The unrivaled growth in Leisure and Hospitality, in particular, catalyzed a heavy reliance on service industry jobs and a heightened sensitivity to tourism patterns — two features that made Florida extremely vulnerable to the impending pandemic in 2020. It comes by no surprise, then, that the Leisure and Hospitality sector in Florida experienced the most pronounced employment losses of any industry during the pandemic, at one point losing 532,000 jobs in April 2020.

Based on past case studies of major epidemics, the average recovery time for visitor numbers is around 19 months;1 however, given the protracted struggle with COVID-19 and its pervasiveness, the timeline for recovery is uncertain. Despite this tenuous timeline, estimates from Florida’s Office of Economic and Demographic Research (EDR) suggest total visitors may reach 129 million visitors sometime in 2022.2 By the end of the decade, forecasts predict there may be 195 million visitors who visit Florida annually (See Figure 1).3 In terms of tourism returning, EDR expects leisure driving vacations to come back first, followed by business travel, domestic air travel, and international travel.

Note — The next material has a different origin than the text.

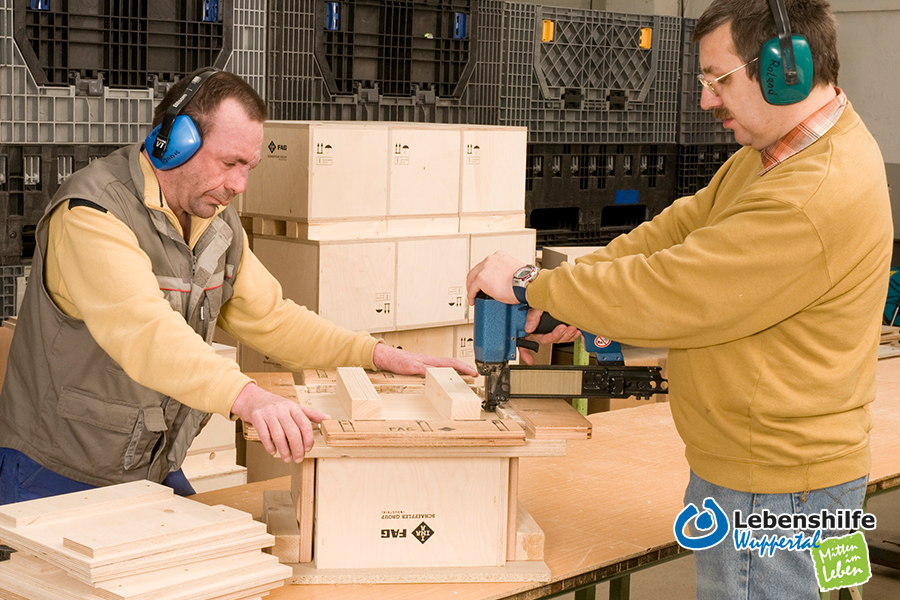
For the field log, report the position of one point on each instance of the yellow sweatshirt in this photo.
(96, 271)
(768, 291)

As evidenced in recent months, Leisure and Hospitality workers across the nation are leaving the sector with over one-third indicating they are not considering reentering the tourism industry.10 Factors such as low pay, lack of benefits, the opportunity for remote work elsewhere, and the ongoing unpredictability have spurred individuals out of the industry.11 Not only are these trends troubling for creating labor shortages across the U.S., but for places like Florida, a lack of Leisure and Hospitality workers produces a negative cascading effect on other industries by potentially constricting the flow of labor in future years.

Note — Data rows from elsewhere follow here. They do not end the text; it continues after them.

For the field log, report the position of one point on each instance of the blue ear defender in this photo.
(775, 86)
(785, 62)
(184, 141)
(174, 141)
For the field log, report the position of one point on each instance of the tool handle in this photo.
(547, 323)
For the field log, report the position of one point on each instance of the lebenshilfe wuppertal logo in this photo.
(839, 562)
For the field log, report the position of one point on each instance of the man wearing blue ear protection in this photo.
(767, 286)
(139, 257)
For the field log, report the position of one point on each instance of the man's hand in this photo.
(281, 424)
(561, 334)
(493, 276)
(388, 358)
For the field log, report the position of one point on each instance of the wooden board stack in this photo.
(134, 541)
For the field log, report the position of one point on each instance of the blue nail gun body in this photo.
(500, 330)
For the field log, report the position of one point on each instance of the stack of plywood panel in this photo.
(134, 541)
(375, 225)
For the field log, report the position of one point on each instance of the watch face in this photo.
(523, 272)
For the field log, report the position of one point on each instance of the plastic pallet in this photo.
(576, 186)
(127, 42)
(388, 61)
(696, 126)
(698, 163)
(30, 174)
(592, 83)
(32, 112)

Structural changes for the Leisure and Hospitality sector also signal macro-changes for Florida’s overall economy down the road. The pandemic presented a renewed sense of urgency for broad economic diversification beyond the former “three-legged stool” model that has typified the state for decades. In emerging areas like health care, information technologies, engineering, and e-commerce, there is abundant opportunity for economic growth. To be clear, Florida will remain heavily service-oriented beyond COVID-19, but that does not preclude the state from pursuing in-demand sectors and improving pathways between service sectors and emerging technological fields. These goals will be imperative for the Florida economy’s longevity and resilience in a dynamically disruptive future.